Problema de ajuste fiscal

Apesar do voto de confiança no ministro Levy e da percepção da maioria dos políticos e economistas de que o rumo da nova política está correto, infiltrou-se um grão de desconfiança sobre habilidade do governo para gerir a crise

Por O Dia

É assim que o mercado passou a se referir ao "programa de ajuste fiscal", depois da derrota sofrida na quarta-feira pelo governo na votação que derrubou o fator previdenciário. A apreensão aumentou porque os especialistas se cansaram de tantos tropeços, cortes, desentendimentos a respeito de um assunto sobre o qual deveria haver um mínimo de consenso. A base aliada com a qual a presidente Dilma pode contar, de fato, tem apenas 210 parlamentares na Câmara, uma tropa que não dá segurança a um governo que precisa entregar o que promete, num momento em que quase nada tem a oferecer em matéria de indicadores econômicos.

O pacote começou com a meta de arrecadar R$ 18 bilhões, perdeu R$ 3 bilhões nos debates das comissões que analisaram as propostas, abateu o fator previdenciário e expõe-se a mais tesouradas no Senado, onde acabou de chegar. Apesar do voto de confiança no ministro Levy e da percepção da maioria dos políticos e economistas de que o rumo da nova política está correto, infiltrou-se aí um grão de desconfiança. O Planalto, as lideranças do Congresso e o novo time da coordenação política têm mesmo as habilidades necessárias à gestão da crise? Desde o anúncio das medidas, é a primeira vez que os agentes econômicos expressam sua insegurança de maneira tão forte. Contribui para isso o cenário pessimista da safra de informações sobre o desempenho do país.
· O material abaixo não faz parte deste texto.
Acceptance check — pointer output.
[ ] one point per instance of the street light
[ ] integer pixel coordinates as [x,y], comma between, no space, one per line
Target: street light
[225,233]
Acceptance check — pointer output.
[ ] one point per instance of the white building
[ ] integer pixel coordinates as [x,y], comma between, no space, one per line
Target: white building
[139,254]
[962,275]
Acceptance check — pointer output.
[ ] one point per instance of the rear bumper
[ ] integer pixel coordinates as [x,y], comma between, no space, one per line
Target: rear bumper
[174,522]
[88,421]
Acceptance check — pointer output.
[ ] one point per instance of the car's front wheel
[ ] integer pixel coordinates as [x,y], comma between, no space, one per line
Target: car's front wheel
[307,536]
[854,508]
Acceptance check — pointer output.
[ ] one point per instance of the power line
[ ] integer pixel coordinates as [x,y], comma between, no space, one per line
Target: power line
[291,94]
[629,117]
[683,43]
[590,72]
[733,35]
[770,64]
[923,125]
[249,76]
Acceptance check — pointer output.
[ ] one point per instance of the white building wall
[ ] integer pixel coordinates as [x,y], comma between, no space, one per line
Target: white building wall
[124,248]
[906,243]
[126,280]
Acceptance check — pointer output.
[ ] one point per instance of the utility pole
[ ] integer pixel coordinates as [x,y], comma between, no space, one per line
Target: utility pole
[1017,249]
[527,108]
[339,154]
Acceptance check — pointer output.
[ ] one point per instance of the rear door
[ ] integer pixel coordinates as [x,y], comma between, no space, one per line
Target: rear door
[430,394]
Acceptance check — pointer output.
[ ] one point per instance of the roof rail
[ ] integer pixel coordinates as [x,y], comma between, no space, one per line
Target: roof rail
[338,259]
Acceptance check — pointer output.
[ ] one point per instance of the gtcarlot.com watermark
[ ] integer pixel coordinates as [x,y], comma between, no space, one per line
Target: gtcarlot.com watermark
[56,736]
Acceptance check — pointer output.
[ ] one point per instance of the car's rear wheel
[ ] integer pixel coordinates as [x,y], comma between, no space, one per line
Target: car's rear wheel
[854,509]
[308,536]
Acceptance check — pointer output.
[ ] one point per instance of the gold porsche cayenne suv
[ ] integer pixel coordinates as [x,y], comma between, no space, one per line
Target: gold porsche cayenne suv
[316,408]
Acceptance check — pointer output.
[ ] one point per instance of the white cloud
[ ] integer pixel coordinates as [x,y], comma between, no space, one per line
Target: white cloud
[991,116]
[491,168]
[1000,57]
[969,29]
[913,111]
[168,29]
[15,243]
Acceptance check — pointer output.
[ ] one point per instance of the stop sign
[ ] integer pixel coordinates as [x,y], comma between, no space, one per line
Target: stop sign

Além de estatísticas ruins a respeito da produção e do emprego, agregam-se agora dados da área social que jogam o ânimo para mais baixo ainda, como a notícia de que o Brasil é o 60º colocado entre 76 países listados no mais recente ranking de educação da OCDE.

Dia seguinte

O candidato derrotado ao governo do Rio, Anthony Garotinho, saiu animado ontem à tarde de uma conversa com o ministro Edinho Silva, da Secretaria de Comunicação, no Palácio do Planalto. O assunto, óbvio, num momento de fragilidade do governo, foi nomeações para o segundo escalão. Seu partido, o PR, negou à presidente Dilma meia dúzia de apoios na votação das medidas de ajuste, contribuindo para a contração da base aliada. Garotinho é um dos políticos com maiores dificuldades para dialogar com o Planalto.

Planalto 2018

A candidatura da senadora Marta Suplicy à prefeitura de São Paulo no ano que vem é apenas a entrada de um cardápio político à altura da ambição da ex-petista. Como Marina Silva está no limbo desde a segunda derrota na disputa pelo Planalto, Marta mira mesmo é a Presidência da República pelo PSB, seu novo partido.

Exagero

O que não falta ao PSDB é saia justa. Depois do vaiHvém do envolvimento do partido nas manifestações, com ou sem impeachment, houve a defesa empolgada de Álvaro Dias ao advogado Luiz Edson Fachin, indicado para o Supremo, na sabatina da Comissão de Constituição e Justiça do Senado. Fugiu do tom, constrangeu a bancada e mesmo para um paranaense, foi difícil explicar. A imagem do partido sofreu mais um arranhão num momento em que mais precisava de unidade.